Of course, backing all this up, we have something even more special – Pulp for the first time fully in their disco phase. There had been talk before, of course, portasound rhythms and disco beats abound on the songs of this era, but up until this point the group’s jamming process had served to make things either more conventional or weirder by the time they were ready for public consumption. With Death Comes To Town there’s a sense that you could really dance to its syncopated disco rhythm. When Jarvis and Russell half-jokingly wondered whether they “might get thrown off the label when they hear our new stuff” this was presumably what they were talking about. Disco was still not cool in indie circles, but thankfully quite different attitudes were present at FON, where (as we’ll see very soon) some of the dance music of the present was in gestation.

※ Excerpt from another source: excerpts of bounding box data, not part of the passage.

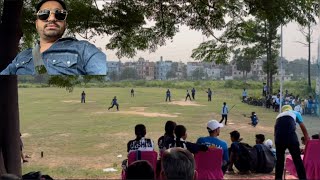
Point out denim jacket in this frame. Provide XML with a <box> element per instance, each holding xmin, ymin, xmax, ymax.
<box><xmin>0</xmin><ymin>38</ymin><xmax>107</xmax><ymax>75</ymax></box>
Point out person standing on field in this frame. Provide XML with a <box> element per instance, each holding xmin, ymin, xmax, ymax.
<box><xmin>185</xmin><ymin>90</ymin><xmax>191</xmax><ymax>101</ymax></box>
<box><xmin>220</xmin><ymin>102</ymin><xmax>229</xmax><ymax>125</ymax></box>
<box><xmin>81</xmin><ymin>91</ymin><xmax>86</xmax><ymax>103</ymax></box>
<box><xmin>191</xmin><ymin>88</ymin><xmax>196</xmax><ymax>100</ymax></box>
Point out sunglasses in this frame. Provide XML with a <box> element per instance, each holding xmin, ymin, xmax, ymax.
<box><xmin>37</xmin><ymin>9</ymin><xmax>68</xmax><ymax>21</ymax></box>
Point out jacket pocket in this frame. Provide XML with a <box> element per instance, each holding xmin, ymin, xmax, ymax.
<box><xmin>48</xmin><ymin>53</ymin><xmax>78</xmax><ymax>68</ymax></box>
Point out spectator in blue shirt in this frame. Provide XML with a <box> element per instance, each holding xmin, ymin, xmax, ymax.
<box><xmin>197</xmin><ymin>120</ymin><xmax>229</xmax><ymax>173</ymax></box>
<box><xmin>0</xmin><ymin>0</ymin><xmax>107</xmax><ymax>75</ymax></box>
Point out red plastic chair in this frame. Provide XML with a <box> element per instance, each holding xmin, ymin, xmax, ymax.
<box><xmin>286</xmin><ymin>139</ymin><xmax>320</xmax><ymax>179</ymax></box>
<box><xmin>194</xmin><ymin>148</ymin><xmax>223</xmax><ymax>179</ymax></box>
<box><xmin>121</xmin><ymin>151</ymin><xmax>158</xmax><ymax>180</ymax></box>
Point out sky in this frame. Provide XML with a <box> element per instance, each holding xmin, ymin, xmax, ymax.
<box><xmin>80</xmin><ymin>1</ymin><xmax>320</xmax><ymax>62</ymax></box>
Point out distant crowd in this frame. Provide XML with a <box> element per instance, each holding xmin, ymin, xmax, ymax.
<box><xmin>123</xmin><ymin>105</ymin><xmax>319</xmax><ymax>179</ymax></box>
<box><xmin>242</xmin><ymin>84</ymin><xmax>319</xmax><ymax>115</ymax></box>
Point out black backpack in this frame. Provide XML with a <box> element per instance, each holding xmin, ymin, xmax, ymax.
<box><xmin>253</xmin><ymin>144</ymin><xmax>276</xmax><ymax>173</ymax></box>
<box><xmin>234</xmin><ymin>142</ymin><xmax>257</xmax><ymax>172</ymax></box>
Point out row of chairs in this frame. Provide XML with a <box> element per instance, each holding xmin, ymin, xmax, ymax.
<box><xmin>121</xmin><ymin>148</ymin><xmax>223</xmax><ymax>180</ymax></box>
<box><xmin>284</xmin><ymin>139</ymin><xmax>320</xmax><ymax>179</ymax></box>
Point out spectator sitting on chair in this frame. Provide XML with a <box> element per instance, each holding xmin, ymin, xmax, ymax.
<box><xmin>160</xmin><ymin>147</ymin><xmax>195</xmax><ymax>180</ymax></box>
<box><xmin>158</xmin><ymin>121</ymin><xmax>176</xmax><ymax>155</ymax></box>
<box><xmin>126</xmin><ymin>160</ymin><xmax>154</xmax><ymax>180</ymax></box>
<box><xmin>122</xmin><ymin>124</ymin><xmax>154</xmax><ymax>172</ymax></box>
<box><xmin>127</xmin><ymin>124</ymin><xmax>154</xmax><ymax>152</ymax></box>
<box><xmin>228</xmin><ymin>131</ymin><xmax>242</xmax><ymax>172</ymax></box>
<box><xmin>256</xmin><ymin>134</ymin><xmax>265</xmax><ymax>144</ymax></box>
<box><xmin>169</xmin><ymin>125</ymin><xmax>208</xmax><ymax>153</ymax></box>
<box><xmin>197</xmin><ymin>120</ymin><xmax>229</xmax><ymax>173</ymax></box>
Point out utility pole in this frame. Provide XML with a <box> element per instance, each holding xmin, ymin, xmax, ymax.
<box><xmin>279</xmin><ymin>25</ymin><xmax>283</xmax><ymax>112</ymax></box>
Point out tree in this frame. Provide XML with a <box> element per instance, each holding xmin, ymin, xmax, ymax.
<box><xmin>108</xmin><ymin>71</ymin><xmax>119</xmax><ymax>81</ymax></box>
<box><xmin>192</xmin><ymin>0</ymin><xmax>318</xmax><ymax>92</ymax></box>
<box><xmin>166</xmin><ymin>62</ymin><xmax>178</xmax><ymax>79</ymax></box>
<box><xmin>0</xmin><ymin>0</ymin><xmax>23</xmax><ymax>176</ymax></box>
<box><xmin>120</xmin><ymin>67</ymin><xmax>139</xmax><ymax>80</ymax></box>
<box><xmin>0</xmin><ymin>0</ymin><xmax>316</xmax><ymax>174</ymax></box>
<box><xmin>233</xmin><ymin>48</ymin><xmax>258</xmax><ymax>81</ymax></box>
<box><xmin>297</xmin><ymin>23</ymin><xmax>313</xmax><ymax>90</ymax></box>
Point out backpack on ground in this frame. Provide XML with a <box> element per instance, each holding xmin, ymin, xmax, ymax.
<box><xmin>234</xmin><ymin>142</ymin><xmax>257</xmax><ymax>172</ymax></box>
<box><xmin>253</xmin><ymin>144</ymin><xmax>276</xmax><ymax>173</ymax></box>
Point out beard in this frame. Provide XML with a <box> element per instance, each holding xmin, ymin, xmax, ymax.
<box><xmin>43</xmin><ymin>22</ymin><xmax>65</xmax><ymax>39</ymax></box>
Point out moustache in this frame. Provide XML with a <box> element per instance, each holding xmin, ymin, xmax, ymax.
<box><xmin>44</xmin><ymin>22</ymin><xmax>60</xmax><ymax>28</ymax></box>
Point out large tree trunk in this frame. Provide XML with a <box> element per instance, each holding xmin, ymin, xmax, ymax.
<box><xmin>0</xmin><ymin>76</ymin><xmax>21</xmax><ymax>176</ymax></box>
<box><xmin>267</xmin><ymin>22</ymin><xmax>273</xmax><ymax>94</ymax></box>
<box><xmin>0</xmin><ymin>0</ymin><xmax>23</xmax><ymax>176</ymax></box>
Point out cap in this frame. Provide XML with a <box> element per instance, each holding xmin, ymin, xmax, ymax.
<box><xmin>256</xmin><ymin>134</ymin><xmax>265</xmax><ymax>141</ymax></box>
<box><xmin>36</xmin><ymin>0</ymin><xmax>67</xmax><ymax>11</ymax></box>
<box><xmin>264</xmin><ymin>139</ymin><xmax>273</xmax><ymax>148</ymax></box>
<box><xmin>281</xmin><ymin>105</ymin><xmax>292</xmax><ymax>112</ymax></box>
<box><xmin>207</xmin><ymin>120</ymin><xmax>223</xmax><ymax>131</ymax></box>
<box><xmin>230</xmin><ymin>131</ymin><xmax>240</xmax><ymax>140</ymax></box>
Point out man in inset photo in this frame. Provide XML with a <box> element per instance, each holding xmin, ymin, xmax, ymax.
<box><xmin>0</xmin><ymin>0</ymin><xmax>107</xmax><ymax>75</ymax></box>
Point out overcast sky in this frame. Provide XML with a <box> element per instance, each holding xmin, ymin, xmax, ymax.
<box><xmin>80</xmin><ymin>1</ymin><xmax>320</xmax><ymax>62</ymax></box>
<box><xmin>82</xmin><ymin>23</ymin><xmax>320</xmax><ymax>62</ymax></box>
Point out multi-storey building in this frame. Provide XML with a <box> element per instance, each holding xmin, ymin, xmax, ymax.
<box><xmin>107</xmin><ymin>60</ymin><xmax>122</xmax><ymax>74</ymax></box>
<box><xmin>136</xmin><ymin>58</ymin><xmax>155</xmax><ymax>80</ymax></box>
<box><xmin>155</xmin><ymin>56</ymin><xmax>172</xmax><ymax>80</ymax></box>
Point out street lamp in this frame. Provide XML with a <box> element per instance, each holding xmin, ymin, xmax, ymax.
<box><xmin>279</xmin><ymin>25</ymin><xmax>284</xmax><ymax>112</ymax></box>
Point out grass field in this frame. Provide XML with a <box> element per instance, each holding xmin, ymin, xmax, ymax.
<box><xmin>19</xmin><ymin>88</ymin><xmax>320</xmax><ymax>178</ymax></box>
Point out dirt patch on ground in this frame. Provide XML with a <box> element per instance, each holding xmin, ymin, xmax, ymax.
<box><xmin>118</xmin><ymin>111</ymin><xmax>178</xmax><ymax>118</ymax></box>
<box><xmin>94</xmin><ymin>107</ymin><xmax>179</xmax><ymax>118</ymax></box>
<box><xmin>59</xmin><ymin>133</ymin><xmax>70</xmax><ymax>137</ymax></box>
<box><xmin>61</xmin><ymin>100</ymin><xmax>96</xmax><ymax>103</ymax></box>
<box><xmin>165</xmin><ymin>99</ymin><xmax>205</xmax><ymax>106</ymax></box>
<box><xmin>21</xmin><ymin>133</ymin><xmax>31</xmax><ymax>137</ymax></box>
<box><xmin>130</xmin><ymin>107</ymin><xmax>147</xmax><ymax>112</ymax></box>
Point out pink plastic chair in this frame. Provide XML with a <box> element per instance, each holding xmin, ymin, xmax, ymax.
<box><xmin>194</xmin><ymin>148</ymin><xmax>223</xmax><ymax>179</ymax></box>
<box><xmin>286</xmin><ymin>139</ymin><xmax>320</xmax><ymax>179</ymax></box>
<box><xmin>121</xmin><ymin>151</ymin><xmax>158</xmax><ymax>180</ymax></box>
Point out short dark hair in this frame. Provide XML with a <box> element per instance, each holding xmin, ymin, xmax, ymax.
<box><xmin>230</xmin><ymin>131</ymin><xmax>240</xmax><ymax>141</ymax></box>
<box><xmin>126</xmin><ymin>160</ymin><xmax>154</xmax><ymax>179</ymax></box>
<box><xmin>164</xmin><ymin>121</ymin><xmax>177</xmax><ymax>136</ymax></box>
<box><xmin>256</xmin><ymin>134</ymin><xmax>265</xmax><ymax>142</ymax></box>
<box><xmin>311</xmin><ymin>134</ymin><xmax>319</xmax><ymax>139</ymax></box>
<box><xmin>134</xmin><ymin>124</ymin><xmax>147</xmax><ymax>140</ymax></box>
<box><xmin>36</xmin><ymin>0</ymin><xmax>67</xmax><ymax>12</ymax></box>
<box><xmin>174</xmin><ymin>125</ymin><xmax>187</xmax><ymax>138</ymax></box>
<box><xmin>161</xmin><ymin>147</ymin><xmax>195</xmax><ymax>180</ymax></box>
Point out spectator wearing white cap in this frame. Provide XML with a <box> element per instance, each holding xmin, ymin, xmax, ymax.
<box><xmin>197</xmin><ymin>120</ymin><xmax>229</xmax><ymax>173</ymax></box>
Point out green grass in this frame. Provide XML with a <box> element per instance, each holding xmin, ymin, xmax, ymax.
<box><xmin>19</xmin><ymin>87</ymin><xmax>320</xmax><ymax>178</ymax></box>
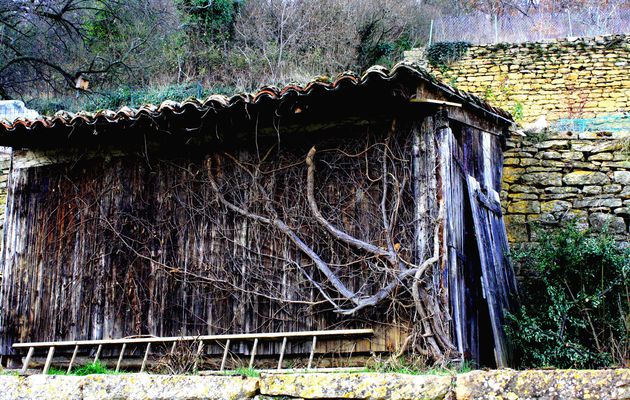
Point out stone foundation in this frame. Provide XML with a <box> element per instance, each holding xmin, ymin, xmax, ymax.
<box><xmin>0</xmin><ymin>369</ymin><xmax>630</xmax><ymax>400</ymax></box>
<box><xmin>502</xmin><ymin>132</ymin><xmax>630</xmax><ymax>243</ymax></box>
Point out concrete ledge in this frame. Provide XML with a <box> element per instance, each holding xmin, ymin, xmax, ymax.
<box><xmin>0</xmin><ymin>369</ymin><xmax>630</xmax><ymax>400</ymax></box>
<box><xmin>455</xmin><ymin>369</ymin><xmax>630</xmax><ymax>400</ymax></box>
<box><xmin>0</xmin><ymin>374</ymin><xmax>258</xmax><ymax>400</ymax></box>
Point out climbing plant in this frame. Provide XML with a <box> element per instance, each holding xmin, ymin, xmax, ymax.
<box><xmin>508</xmin><ymin>224</ymin><xmax>630</xmax><ymax>368</ymax></box>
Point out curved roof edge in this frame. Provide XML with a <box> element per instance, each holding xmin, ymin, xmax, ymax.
<box><xmin>0</xmin><ymin>62</ymin><xmax>513</xmax><ymax>132</ymax></box>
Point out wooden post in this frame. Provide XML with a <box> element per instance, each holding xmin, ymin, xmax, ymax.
<box><xmin>278</xmin><ymin>336</ymin><xmax>287</xmax><ymax>371</ymax></box>
<box><xmin>249</xmin><ymin>338</ymin><xmax>258</xmax><ymax>368</ymax></box>
<box><xmin>42</xmin><ymin>346</ymin><xmax>55</xmax><ymax>375</ymax></box>
<box><xmin>116</xmin><ymin>343</ymin><xmax>127</xmax><ymax>372</ymax></box>
<box><xmin>193</xmin><ymin>341</ymin><xmax>203</xmax><ymax>371</ymax></box>
<box><xmin>66</xmin><ymin>345</ymin><xmax>79</xmax><ymax>374</ymax></box>
<box><xmin>21</xmin><ymin>347</ymin><xmax>35</xmax><ymax>374</ymax></box>
<box><xmin>219</xmin><ymin>339</ymin><xmax>230</xmax><ymax>371</ymax></box>
<box><xmin>140</xmin><ymin>342</ymin><xmax>151</xmax><ymax>372</ymax></box>
<box><xmin>94</xmin><ymin>344</ymin><xmax>103</xmax><ymax>364</ymax></box>
<box><xmin>306</xmin><ymin>336</ymin><xmax>317</xmax><ymax>369</ymax></box>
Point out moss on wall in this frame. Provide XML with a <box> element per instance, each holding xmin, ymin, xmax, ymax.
<box><xmin>406</xmin><ymin>35</ymin><xmax>630</xmax><ymax>123</ymax></box>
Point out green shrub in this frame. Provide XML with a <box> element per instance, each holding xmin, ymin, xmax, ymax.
<box><xmin>427</xmin><ymin>42</ymin><xmax>470</xmax><ymax>72</ymax></box>
<box><xmin>507</xmin><ymin>224</ymin><xmax>630</xmax><ymax>368</ymax></box>
<box><xmin>48</xmin><ymin>361</ymin><xmax>116</xmax><ymax>376</ymax></box>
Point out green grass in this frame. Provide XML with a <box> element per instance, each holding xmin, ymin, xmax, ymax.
<box><xmin>225</xmin><ymin>367</ymin><xmax>260</xmax><ymax>378</ymax></box>
<box><xmin>366</xmin><ymin>361</ymin><xmax>474</xmax><ymax>375</ymax></box>
<box><xmin>48</xmin><ymin>361</ymin><xmax>123</xmax><ymax>376</ymax></box>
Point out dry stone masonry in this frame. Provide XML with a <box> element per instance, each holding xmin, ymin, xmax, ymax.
<box><xmin>405</xmin><ymin>35</ymin><xmax>630</xmax><ymax>122</ymax></box>
<box><xmin>502</xmin><ymin>132</ymin><xmax>630</xmax><ymax>243</ymax></box>
<box><xmin>0</xmin><ymin>369</ymin><xmax>630</xmax><ymax>400</ymax></box>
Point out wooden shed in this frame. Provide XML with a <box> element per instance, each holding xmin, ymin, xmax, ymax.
<box><xmin>0</xmin><ymin>64</ymin><xmax>516</xmax><ymax>366</ymax></box>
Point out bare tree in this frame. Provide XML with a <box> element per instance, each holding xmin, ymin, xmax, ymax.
<box><xmin>0</xmin><ymin>0</ymin><xmax>173</xmax><ymax>98</ymax></box>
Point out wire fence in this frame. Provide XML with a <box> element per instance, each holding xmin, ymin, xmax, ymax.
<box><xmin>429</xmin><ymin>7</ymin><xmax>630</xmax><ymax>44</ymax></box>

The previous session had yielded two tracks, but this time they focussed on getting one just right. Three different mixes have emerged. The first sounds like it’s not quite cooked enough, the portasound allowed to dominate, mingled in with unusually timid violin from Russell, low-down guitar from Jarvis when Russell was unable to master the part. Still, the body of the thing is there, and it only sounds unfinished when compared with the other mixes. The version labelled ‘mix 2’ in the leaked demo has since then become semi-official with releases on the ‘Beats Working For A Living’ CD in 2005, and more recently as a bonus track on the remastered version of Separations. This mix not only adds all manner of production tricks – the vocals sounding brighter and more separated, layers of keyboard effects – but adds more sophisticated electronic beats subtly over the top, leading to a synth string crescendo on the final section, and a complex wall of sound production by the end. It’s still the same song, still has that slightly (deliberately) cheap air, but it’s suddenly a polished pop product.

The third mix has a different title, and we’ll be coming to that a little later.

Unfortunately things at FON went much the same way as they had with the abortive ‘Don’t You Want Me Anymore?’ single of the year before. By the time they had the money to actually put the single out, the band and the label had both moved on – though Warp subsidiary Gift Records will have a major role to play a little later on. Once again, it’s a shame the single was never released, that the group didn’t have this shot at impressing the world while their ideas were still fresh. Years later, with the FON demos leaked, and with the release of the remastered ‘Separations’, Death Goes To Town has gone from being a lost song to a fairly well-known one, so for once it seems like justice has been served.